Te Kapua O’Connor inspired by Māori ancestors
31 October 2022
PhD student Te Kapua O’Connor worked with mentors to transform his research on Māori ancestors into an accessible book. By Julianne Evans
Caught in a storm on his way from Hawaiki to Aotearoa, Ngāti Kurī navigator Pī spotted land behind him when all others were looking ahead and he cried to the captain: “E Pōhurihanga, kei muri kē te whenua, hurihia te waka.” (Pōhurihanga, the land we seek is behind us, turn the waka around!)

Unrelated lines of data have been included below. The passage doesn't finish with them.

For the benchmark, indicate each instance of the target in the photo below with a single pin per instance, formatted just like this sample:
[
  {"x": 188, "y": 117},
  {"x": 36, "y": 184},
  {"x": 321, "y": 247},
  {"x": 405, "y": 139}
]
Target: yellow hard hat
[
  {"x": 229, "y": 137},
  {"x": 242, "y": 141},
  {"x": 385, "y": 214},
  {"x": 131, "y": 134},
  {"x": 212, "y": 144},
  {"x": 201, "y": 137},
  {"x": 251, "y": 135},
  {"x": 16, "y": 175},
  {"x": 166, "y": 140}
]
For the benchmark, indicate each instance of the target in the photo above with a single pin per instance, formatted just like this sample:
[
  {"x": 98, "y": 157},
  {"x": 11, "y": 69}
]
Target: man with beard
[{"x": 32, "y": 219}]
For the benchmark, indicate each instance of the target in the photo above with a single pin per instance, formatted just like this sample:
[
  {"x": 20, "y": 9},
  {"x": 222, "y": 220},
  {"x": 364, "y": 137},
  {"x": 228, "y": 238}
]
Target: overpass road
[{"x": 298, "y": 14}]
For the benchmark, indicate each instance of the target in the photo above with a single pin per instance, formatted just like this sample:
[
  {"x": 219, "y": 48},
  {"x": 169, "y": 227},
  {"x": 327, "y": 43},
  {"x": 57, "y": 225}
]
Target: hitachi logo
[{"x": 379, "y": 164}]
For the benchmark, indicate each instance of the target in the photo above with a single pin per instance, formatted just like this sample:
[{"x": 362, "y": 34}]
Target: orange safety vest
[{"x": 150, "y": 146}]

This story, says Te Kapua O’Connor, a Ngāti Kurī descendant in the second year of a Māori Studies PhD at Auckland, is a fitting metaphor for the value Māori place on kōrero tuku iho (histories), and of the past being inseparable from one’s identity and sense of self in the present.
It features in A Fire in the Belly of Hineāmaru: A Collection of Narratives About Te Tai Tokerau Tūpuna, 24 stories of Māori ancestors, from Te Hiku in the far north to Tāmaki Makaurau. It is co-authored by Te Kapua and Professor Melinda Webber, head of Te Puna Wananga at the Faculty of Education and Social Work, and translated into te reo Māori by Te Tai Tokerau language expert Quinton Hita.
“Melinda and I first worked together on the Starpath Project, which focused on Māori secondary student success,” says Te Kapua.
“We visited high schools in the north and their resounding message was: ‘We can achieve incredible things when we’re reminded that our tūpuna were incredible, and greatness when we know we descend from greatness’.”
He says while many ancestor stories exist, not many have been collected in an easily accessible book and, given that New Zealand history is now compulsory, teachers will be looking for resources.
“Melinda, like her ancestor, the eponymous Hineāmaru, is also a woman of action, securing a Marsden Fast-Start Grant and leading a kaupapa to feed tamariki, taiohi and their whānau with our histories,” he says.
Once they started looking, they found stories “everywhere and anywhere”, including in PhDs and other manuscripts.“But then we put another layer on top by talking to people and getting their interpretations.”
The project took shape thematically around the ancestors’ qualities, with headings like ‘peacemakers’, ‘entrepreneurs’ and ‘political leaders’.
I was surrounded by these great role models, and I also learnt how to engage with communities and research participants. It really does matter who you have in your corner.
There was a turning point in Te Kapua’s involvement after two years of full-time research.
“Melinda asked me to be co-author, to recognise ‘the immense work’ I’d put in, even though I was still in my mid-twenties when many are still growing the feathers required to fly like the proverbial manu.”
He believes his connection with leaders like Melinda and Dame Cindy Kiro, one of his masters supervisors, and Associate Professor Te Kawehau Hoskins (Pro Vice-Chancellor Māori), whom he met while training to be a teacher at Epsom, has made a vital difference to his success.
“I was surrounded by these great role models, and I also learnt how to engage with communities and research participants. It really does matter who you have in your corner.”
Once the material was gathered, the writing process involved intense periods of retreat in which Te Kapua and Melinda read aloud what they’d written. “We both have a background in academic writing. We wanted to make it engaging and entertaining for a general audience.”
Quinton Hita, who translated around 60,000 words, contributed his own refinements which influenced the English version, essentially making him the third author, says Te Kapua. And the work of renowned New Zealand artist Shane Cotton is featured on the cover of both books.
“It was important to us that the books be beautiful aesthetically; our people deserve no less. I still remembering gasping when I first saw what would become the cover painting. It was perfect.”
Now with the expertise of the Auckland University Press team and a mapmaker, the six-year project is finally complete, which Te Kapua says “feels a bit scary. Other people will have different perspectives. However, a supporter reminded us that without these projects, our histories will be lost, just like the moa, and that gave us the strength and confidence to continue.
“We have always positioned these books as a starting point in the ongoing journey to revitalise our Māori histories. We hope they plant a seed of inquiry in the young and old of Te Tai Tokerau to learn about who we are.”